Véronique BERGEN, Guido Crepax. L’axiome d’Eros, La lettre volée, 2023, 140 p., 18 €, ISBN : 9782873176167

Bergen Guido CrepaxBien sûr, il y a son Emmanuelle – premier frisson, ces jambes pendantes, devant l’osier d’un fauteuil démentiel où elle trône en reine désabusée – et son Histoire d’O – deuxième frisson, cette silhouette nue et aveugle attirée en laisse par un laquais sordide vers quel vertige ? Deux sommets de ce que l’on hésite à qualifier de « bande dessinée érotique » et qui mérite mieux son appellation de Neuvième art. Mais Guido Crepax (1933-2003), c’est bien plus que Réage ou Arsan couchées, détaillées et encrées en noir et blanc dans des albums qui firent les délices interdites de plusieurs générations d’amateurs du genre, ou captivèrent des universitaires, depuis Roland Barthes jusqu’aux Gender studies ; c’est même bien plus que l’héroïne Valentina, « icône féminine conjuguant avidité sexuelle et art de l’onirisme ». Qui ainsi, à part les collectionneurs maniaques, se rappelait que le dessinateur milanais avait également traité des States à l’époque où ils étaient autant enflammés par le jazz, la guerre du Viêt-Nam et la ségrégation raciale ? Et qu’il avait illustré La marquise d’O (initiale ô combien préfiguratrice) du romantique allemand Kleist, Le procès de Kafka, Dracula, Frankenstein, Histoire de l’œil de Bataille ?
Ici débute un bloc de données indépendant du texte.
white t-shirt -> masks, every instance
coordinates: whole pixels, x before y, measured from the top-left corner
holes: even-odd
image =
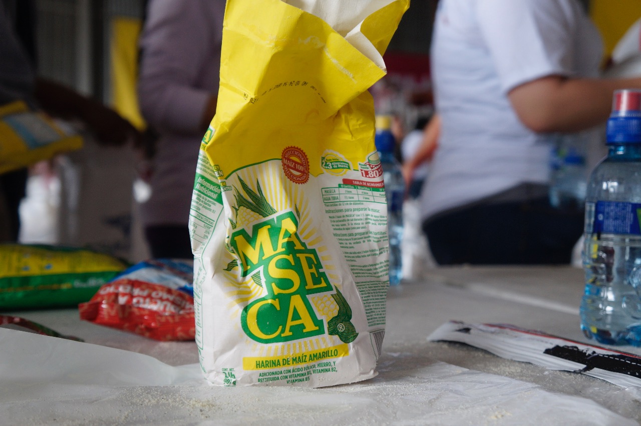
[[[439,147],[424,218],[548,181],[549,146],[507,97],[549,75],[597,77],[603,44],[576,0],[441,0],[431,46]]]

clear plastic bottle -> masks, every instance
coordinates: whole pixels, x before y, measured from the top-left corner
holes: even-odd
[[[581,210],[585,203],[587,142],[581,134],[558,135],[552,150],[550,204],[562,210]]]
[[[581,327],[601,343],[641,346],[641,90],[617,90],[608,156],[585,203]]]
[[[391,120],[388,116],[376,117],[376,149],[383,167],[383,180],[385,184],[387,201],[387,232],[390,244],[390,284],[401,283],[401,253],[403,240],[403,204],[405,197],[405,181],[401,171],[401,163],[394,156],[395,141],[390,129]]]

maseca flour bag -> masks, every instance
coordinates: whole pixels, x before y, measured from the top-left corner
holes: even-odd
[[[376,375],[388,247],[367,89],[408,6],[228,0],[190,222],[196,340],[212,383]]]

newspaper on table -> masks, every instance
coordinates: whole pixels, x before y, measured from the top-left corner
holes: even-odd
[[[467,343],[507,359],[581,373],[624,388],[641,387],[641,356],[514,325],[450,321],[428,340]]]

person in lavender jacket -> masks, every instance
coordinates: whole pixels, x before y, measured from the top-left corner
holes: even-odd
[[[188,222],[201,139],[215,113],[224,0],[150,0],[138,97],[158,135],[141,206],[154,258],[192,257]]]

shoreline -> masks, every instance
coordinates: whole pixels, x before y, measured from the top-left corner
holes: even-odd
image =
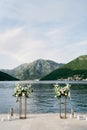
[[[59,113],[42,113],[27,114],[26,119],[19,119],[18,114],[14,113],[14,116],[8,119],[8,114],[2,113],[0,130],[87,130],[87,113],[79,116],[79,119],[70,118],[70,114],[67,114],[66,119],[61,119]]]

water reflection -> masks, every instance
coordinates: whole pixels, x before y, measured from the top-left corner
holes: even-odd
[[[18,112],[18,103],[12,96],[14,87],[15,83],[0,84],[0,113],[8,113],[10,107],[14,108],[14,112]],[[59,112],[59,102],[54,97],[53,84],[32,84],[32,89],[33,93],[27,99],[27,113]],[[71,107],[76,112],[87,112],[87,84],[72,84],[70,91],[72,100],[67,100],[67,112],[70,112]]]

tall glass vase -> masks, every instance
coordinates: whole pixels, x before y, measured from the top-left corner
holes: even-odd
[[[19,119],[26,119],[26,97],[21,96],[19,99]]]
[[[60,113],[59,113],[60,118],[66,118],[66,97],[65,96],[60,98],[59,105],[60,105]],[[62,116],[62,105],[64,105],[64,116]]]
Crepax, c’est un monde en soi, et il fallait un si fort esprit que celui de Véronique Bergen pour nous le rappeler, sans sommation. Elle n’a pas écrit ce texte ; elle l’a dansé, avec une sensualité décapante, et sous le vernis d’érotisme qui recouvre, jusqu’à l’occulter, cette vaste « désœuvre », elle en a découvert (au sens de « dénudé ») la richesse culturelle et la profondeur esthétique.
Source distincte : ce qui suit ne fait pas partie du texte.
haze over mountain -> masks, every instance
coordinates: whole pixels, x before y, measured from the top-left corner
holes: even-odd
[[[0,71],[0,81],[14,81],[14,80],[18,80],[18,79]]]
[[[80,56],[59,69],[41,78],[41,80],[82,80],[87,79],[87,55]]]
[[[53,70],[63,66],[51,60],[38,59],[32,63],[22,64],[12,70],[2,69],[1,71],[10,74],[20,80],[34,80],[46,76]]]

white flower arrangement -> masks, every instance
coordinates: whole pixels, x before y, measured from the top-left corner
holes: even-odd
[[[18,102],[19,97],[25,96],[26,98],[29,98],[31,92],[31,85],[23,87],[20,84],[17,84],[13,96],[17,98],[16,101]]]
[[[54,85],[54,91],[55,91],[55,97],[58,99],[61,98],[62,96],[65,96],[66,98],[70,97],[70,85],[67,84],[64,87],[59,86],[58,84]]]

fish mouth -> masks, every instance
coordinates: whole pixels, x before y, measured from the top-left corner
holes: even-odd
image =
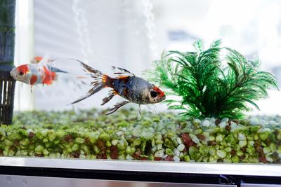
[[[164,95],[162,97],[160,98],[160,102],[162,102],[166,99],[166,95]]]
[[[13,78],[15,78],[14,72],[15,72],[15,69],[13,69],[10,71],[10,75],[11,75],[11,76],[13,77]]]

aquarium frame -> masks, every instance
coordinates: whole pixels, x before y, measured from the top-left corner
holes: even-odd
[[[0,157],[0,167],[281,176],[281,165]]]

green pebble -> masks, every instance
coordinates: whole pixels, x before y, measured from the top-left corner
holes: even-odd
[[[171,148],[166,148],[165,151],[166,151],[166,154],[167,154],[168,155],[174,155],[174,151],[171,151]]]
[[[38,145],[35,147],[35,153],[37,154],[41,154],[43,151],[44,149],[44,146],[41,146],[41,145]]]
[[[226,153],[223,150],[218,150],[216,151],[216,155],[221,158],[224,158],[226,156]]]
[[[73,151],[78,150],[79,145],[77,144],[74,144],[72,147],[71,148]]]
[[[84,144],[85,142],[85,139],[84,139],[82,138],[80,138],[80,137],[77,137],[75,139],[75,142],[77,142],[77,143],[78,143],[79,144]]]
[[[111,144],[113,146],[116,146],[118,144],[118,139],[113,139],[112,141],[111,141]]]

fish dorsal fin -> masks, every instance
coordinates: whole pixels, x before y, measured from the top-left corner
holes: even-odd
[[[50,55],[48,54],[45,55],[43,57],[41,56],[34,57],[30,62],[32,64],[37,64],[41,66],[51,65],[55,60],[50,59]]]
[[[42,59],[43,59],[43,57],[41,56],[34,57],[34,58],[32,58],[32,60],[30,60],[30,63],[31,64],[38,64],[38,63],[39,63],[39,62],[41,60],[42,60]]]
[[[121,68],[121,67],[112,67],[112,70],[114,71],[114,74],[115,75],[119,75],[118,78],[119,77],[123,77],[126,76],[135,76],[135,74],[133,73],[131,73],[128,70]]]

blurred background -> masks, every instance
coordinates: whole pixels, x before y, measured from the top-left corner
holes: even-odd
[[[192,50],[198,38],[207,46],[221,39],[223,46],[248,58],[259,56],[262,69],[281,83],[278,0],[19,0],[15,63],[48,53],[54,59],[79,59],[104,72],[114,65],[141,76],[163,50]],[[81,69],[65,62],[74,71]],[[104,89],[74,106],[67,105],[88,88],[70,91],[65,84],[31,92],[30,86],[18,83],[15,109],[106,109],[120,99],[100,106],[108,92]],[[280,92],[270,90],[258,104],[261,111],[251,114],[281,114]]]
D’abord sur le plan technique ; car si Crepax fut un immense artiste, c’est d’avoir si bien maîtrisé et bouleversé les codes de la narration graphique. Des plans serrés sur des parties du corps (les lèvres, les yeux, les mains, le reste…) conjugués à une ligne de fragmentation transversale à la page aboutissent à une restauration totalement novatrice de notre regard de lecteur/lectrice désirant/e. Puis, d’avoir concentré sur les deux non-couleurs fondamentales sa « grammaire chromatique de base » (Bergen), Crepax a su en transcender les oppositions pour susciter un imaginaire, non pas divisé ni manichéen, mais tranché et cassant à souhait. Enfin, il y a « l’humus », tout l’esprit d’une époque qui se lit en filigrane ou qui éclate de chaque case – le psychédélisme, le Pop art, bientôt le punk, toutes les révolutions d’avant et d’après 68, autant de marqueurs qui inscrivent Crepax dans l’Histoire, et n’en déplaise aux moralistes, dans notre Civilisation. D’un même mouvement, il aura pensé et dépensé l’Eros, en démontrant à travers son « axiome de l’algèbre du Neuvième art » (Bergen) que la jouissance était inépuisable.
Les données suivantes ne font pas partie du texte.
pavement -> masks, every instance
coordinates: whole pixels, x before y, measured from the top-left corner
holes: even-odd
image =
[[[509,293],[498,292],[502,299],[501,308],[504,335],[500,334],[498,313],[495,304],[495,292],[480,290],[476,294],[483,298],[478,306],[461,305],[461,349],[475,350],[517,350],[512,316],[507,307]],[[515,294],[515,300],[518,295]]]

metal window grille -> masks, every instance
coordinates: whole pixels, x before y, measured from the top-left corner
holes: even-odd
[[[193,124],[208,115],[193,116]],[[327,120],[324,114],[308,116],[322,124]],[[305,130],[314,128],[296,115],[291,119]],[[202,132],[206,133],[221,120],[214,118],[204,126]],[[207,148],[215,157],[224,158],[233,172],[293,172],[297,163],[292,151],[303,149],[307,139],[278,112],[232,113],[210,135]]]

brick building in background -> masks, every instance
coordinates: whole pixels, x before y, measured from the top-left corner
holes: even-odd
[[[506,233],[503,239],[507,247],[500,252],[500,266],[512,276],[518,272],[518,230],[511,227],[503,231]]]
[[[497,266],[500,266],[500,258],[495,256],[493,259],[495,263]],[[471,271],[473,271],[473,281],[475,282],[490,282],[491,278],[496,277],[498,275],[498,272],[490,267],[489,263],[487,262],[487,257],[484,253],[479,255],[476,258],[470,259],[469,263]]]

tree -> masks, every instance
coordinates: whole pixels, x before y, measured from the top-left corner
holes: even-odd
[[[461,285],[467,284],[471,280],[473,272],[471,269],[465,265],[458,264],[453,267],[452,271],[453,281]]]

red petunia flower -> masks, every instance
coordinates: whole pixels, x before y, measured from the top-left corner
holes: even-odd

Le livre va cependant créer une terrible frustration chez toutes celles et tous ceux qui ne possèdent pas les albums originaux (parce que n’ayant jamais osé les acquérir) ou pire, qui s’en seront défait (parce qu’étant honteux de conserver les témoins de leurs sursauts juvéniles). Elles et ils mesureront à quel point il ne faut jamais renier de tels trésors et s’empresseront de taper « Crepax » dans quelque moteur de recherche, pour assouvir leur besoin de raller y voir. Devant la plupart des images floutées qui apparaîtront alors, la lecture passionnée et passionnante de Véronique Bergen leur donnera l’impulsion de désactiver Safe search sans aucun état d’âme. Il leur faudra cependant revenir au contact du papier, à la palpation des volumes et des pages, à la contemplation du dispositif des vignettes, s’ils et elles veulent retourner à la rencontre de cet artiste, que son nom même vouait à incarner un style qui le rende unique.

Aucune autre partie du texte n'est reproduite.